Need help on Manopt

Hello

I must find a maximum likelihood estimator for a distribution I have designed. But, I can’t have an explicit expression for it. Looking at another thread: Maximum likelihood for t-distribution by gradient descent, I see that Manopt.jl could be the package I need. I am a statistician but I have little knowledge on manifolds, sorry if my questions may seem trivial.

Question 1- The parameter of the likelihhod function is a simple probability vector (this is the variable on which I need to maximize). Am I correct to assume that the ProbabilitySimplex is the manifold I’m working on?

Question 2- I have an explicit formula for the derivative of the likelihood on each member of the parameter vector. But, as I read the documentation, I see there is something like a “Riemannian” gradiant as opposed to an “Eucllidian” gradiant.
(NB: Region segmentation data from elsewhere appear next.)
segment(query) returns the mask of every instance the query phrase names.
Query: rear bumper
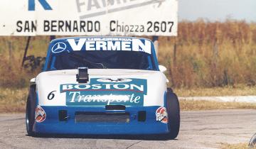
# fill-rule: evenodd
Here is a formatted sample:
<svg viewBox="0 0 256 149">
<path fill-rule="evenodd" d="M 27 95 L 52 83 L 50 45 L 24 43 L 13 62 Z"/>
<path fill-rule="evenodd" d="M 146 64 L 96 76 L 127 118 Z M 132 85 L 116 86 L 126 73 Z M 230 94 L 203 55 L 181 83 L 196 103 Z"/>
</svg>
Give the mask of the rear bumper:
<svg viewBox="0 0 256 149">
<path fill-rule="evenodd" d="M 56 134 L 162 134 L 169 132 L 168 124 L 156 121 L 156 111 L 159 106 L 127 106 L 124 111 L 106 111 L 105 106 L 41 106 L 46 118 L 35 123 L 33 131 Z M 65 110 L 66 121 L 59 120 L 59 111 Z M 138 112 L 146 111 L 144 121 L 139 121 Z M 75 122 L 75 112 L 127 112 L 127 122 Z"/>
</svg>

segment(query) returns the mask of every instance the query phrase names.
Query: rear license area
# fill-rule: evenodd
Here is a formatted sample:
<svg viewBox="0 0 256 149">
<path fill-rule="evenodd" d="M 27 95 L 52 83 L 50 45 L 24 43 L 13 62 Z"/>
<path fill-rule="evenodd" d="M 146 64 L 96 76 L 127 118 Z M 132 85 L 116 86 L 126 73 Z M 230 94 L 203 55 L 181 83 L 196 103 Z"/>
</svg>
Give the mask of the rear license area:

Is the euclian one the drerivatives? Then what is the Rieman one? It seem like the projection on the subspace orthogonal to p (in my case anyway). Is that correct? If true, no problem I can program that. Please confirm I simply need to do this:

    X = p ⊙ Y - ⟨p, Y⟩p,

Question 3- There seems to be a magic change_representer() that will also change my gradiant to a riemannian type. But the example is confusing me. It asks for an AbstractMetric and a representer of a linear function. I am lost! I have stopped looking further for fear of wasting my time. How should I use this? Should I?

Question 4- I have looked at a few exemples and the functions to minimize and the gradiants have the manifold as an argument but don’t seem to use it. For instance: g(M, p) = log(det(p))^4 or grad_g(M, p) = 4 * (log(det(p)))^3 * p. Is M really needed? Not that I mind adding this in my function definition but I’d like to understant why.

Question 5- There are many algorithm (solvers) available to use in Manopt.jl. How can I chose the best one? I don’t care about speed, I can go make myself a coffee meanwhile. It’s going to be faster than my image processing stuff anyway. The likelihood I am trying to maximize is relatively simple and uses a table that I keep as a global dictionary. The gradiant is not much fancier. Simple brute force stuff. Where can I find a discussion on the best solver?

Question 6- I don’t care about speed but I work with BigFloats (precision maniac). Do I have to revert to Float64?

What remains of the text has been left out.